Utah's lawsuit, filed Tuesday in Salt Lake City's 3rd District Court, accuses the company of harming the youth of the state through Facebook and Instagram.

"Over the past decade, Meta—itself and through its flagship social media products Facebook and Instagram —has profoundly altered the psychological and social realities of a generation of young Americans, harnessing powerful and unprecedented technologies to ensnare youth to the detriment of their mental health. In the process, Meta has misled consumers and the public about the nature of its Social Media Platforms and has taken advantage of children all in the name of maximizing profit. Meta’s strategic choice to exploit and manipulate children in this way, and to inflict upon them longlasting harms to their well-being, is repugnant and unlawful," Utah's lawsuit states.

The lawsuit accused Meta of developing addictive features like "infinite scroll," "autoplay," and short-form videos "designed to discourage children’s attempts to self-regulate and disengage with Meta’s products."

"All of that is designed to keep the user’s attention in order for Meta to collect data on our kids and sell that data to advertisers so they can serve up targeted ads.

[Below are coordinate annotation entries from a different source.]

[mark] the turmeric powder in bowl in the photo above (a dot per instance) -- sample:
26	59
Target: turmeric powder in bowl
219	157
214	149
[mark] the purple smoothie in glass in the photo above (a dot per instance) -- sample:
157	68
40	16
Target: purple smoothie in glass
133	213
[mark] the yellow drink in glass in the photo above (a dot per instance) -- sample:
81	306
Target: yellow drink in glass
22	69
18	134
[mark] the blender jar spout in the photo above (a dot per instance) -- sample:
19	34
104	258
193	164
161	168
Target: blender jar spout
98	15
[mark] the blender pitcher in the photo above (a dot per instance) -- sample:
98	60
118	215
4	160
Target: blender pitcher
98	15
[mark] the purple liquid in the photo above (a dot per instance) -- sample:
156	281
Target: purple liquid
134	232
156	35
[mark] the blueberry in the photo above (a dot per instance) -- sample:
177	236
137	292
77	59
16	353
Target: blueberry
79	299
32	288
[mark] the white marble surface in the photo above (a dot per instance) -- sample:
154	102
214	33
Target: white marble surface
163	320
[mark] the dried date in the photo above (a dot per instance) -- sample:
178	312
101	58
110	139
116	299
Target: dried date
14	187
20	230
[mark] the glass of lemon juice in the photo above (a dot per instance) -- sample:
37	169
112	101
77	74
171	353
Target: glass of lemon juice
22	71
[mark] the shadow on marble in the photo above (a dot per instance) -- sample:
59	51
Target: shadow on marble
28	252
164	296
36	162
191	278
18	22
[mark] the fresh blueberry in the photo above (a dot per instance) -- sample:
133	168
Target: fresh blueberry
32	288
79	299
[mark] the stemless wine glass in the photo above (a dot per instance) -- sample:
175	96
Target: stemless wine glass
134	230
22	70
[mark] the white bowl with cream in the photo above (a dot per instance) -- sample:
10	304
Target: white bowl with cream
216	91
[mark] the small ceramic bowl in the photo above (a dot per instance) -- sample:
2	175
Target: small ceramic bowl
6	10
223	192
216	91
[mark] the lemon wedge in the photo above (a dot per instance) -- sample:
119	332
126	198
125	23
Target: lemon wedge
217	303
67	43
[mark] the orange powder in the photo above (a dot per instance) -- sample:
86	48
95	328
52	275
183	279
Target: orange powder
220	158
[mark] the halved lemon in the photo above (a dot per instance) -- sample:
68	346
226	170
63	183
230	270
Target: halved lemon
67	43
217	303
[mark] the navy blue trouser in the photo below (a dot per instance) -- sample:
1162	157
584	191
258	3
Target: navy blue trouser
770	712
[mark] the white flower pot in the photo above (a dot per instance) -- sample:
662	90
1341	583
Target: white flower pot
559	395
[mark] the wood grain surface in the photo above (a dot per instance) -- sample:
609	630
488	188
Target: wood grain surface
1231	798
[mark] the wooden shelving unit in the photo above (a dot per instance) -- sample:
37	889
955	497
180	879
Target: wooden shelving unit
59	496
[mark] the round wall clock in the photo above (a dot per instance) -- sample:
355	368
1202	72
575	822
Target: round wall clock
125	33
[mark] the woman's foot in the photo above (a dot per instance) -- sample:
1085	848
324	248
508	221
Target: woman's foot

It’s all about the money," Utah Dept. of Commerce Executive Director Margaret Woolley Busse, whose agency is the lead plaintiff in the lawsuit, told FOX 13 News in an interview on Tuesday.

Utah's lawsuit was filed separately from a federal lawsuit leveled by 41 other states against Meta, making similar accusations. The litigation is now bipartisan with Republicans and Democrats now actively pursuing social media companies.

"There is a youth mental health crisis in America fueled by social media use, particularly young people’s extensive and compulsive use of Meta’s platforms such as Instagram and Facebook. This ongoing catastrophe has ended lives, devastated families, and damaged the potential of our nation’s youth," Arizona Attorney General Kris Mayes, a Democrat, said in a statement.

"Meta not only ignored the well-being of young users but deliberately misled the public, claiming their platforms were safe. By violating consumer protection laws and federal privacy standards, they've put the mental health and well-being of an entire generation at risk. Meta must be held accountable for its irresponsible and damaging actions."

In a statement to FOX 13 News, Meta expressed disappointment in the litigation.

"We share the attorneys general’s commitment to providing teens with safe, positive experiences online, and have already introduced over 30 tools to support teens and their families. We’re disappointed that instead of working productively with companies across the industry to create clear, age-appropriate standards for the many apps teens use, the attorneys general have chosen this path," the company said.

For Utah, this is the latest in a long-running war against social media platforms. Governor Spencer Cox has accused them of harming the mental health of Utah's youth. The state recently filed a lawsuit against TikTok, accusing it of crafting addictive algorithms and engaging in deceptive practices. A judge recently ordered TikTok to cooperate with state investigators or face a contempt of court citation.

"Just as litigation effectively spurred change by the opioid pharmaceutical industry and Big Tobacco, we expect this lawsuit will inspire Meta to improve its child safety practices," Gov. Cox said in a statement. "Regulating social media companies to protect minors is not a partisan issue, and most people across the political spectrum agree we cannot allow addictive algorithms and deceptive practices to continue harming our children. This action shows we will continue to fight for the mental health and well-being of our kids."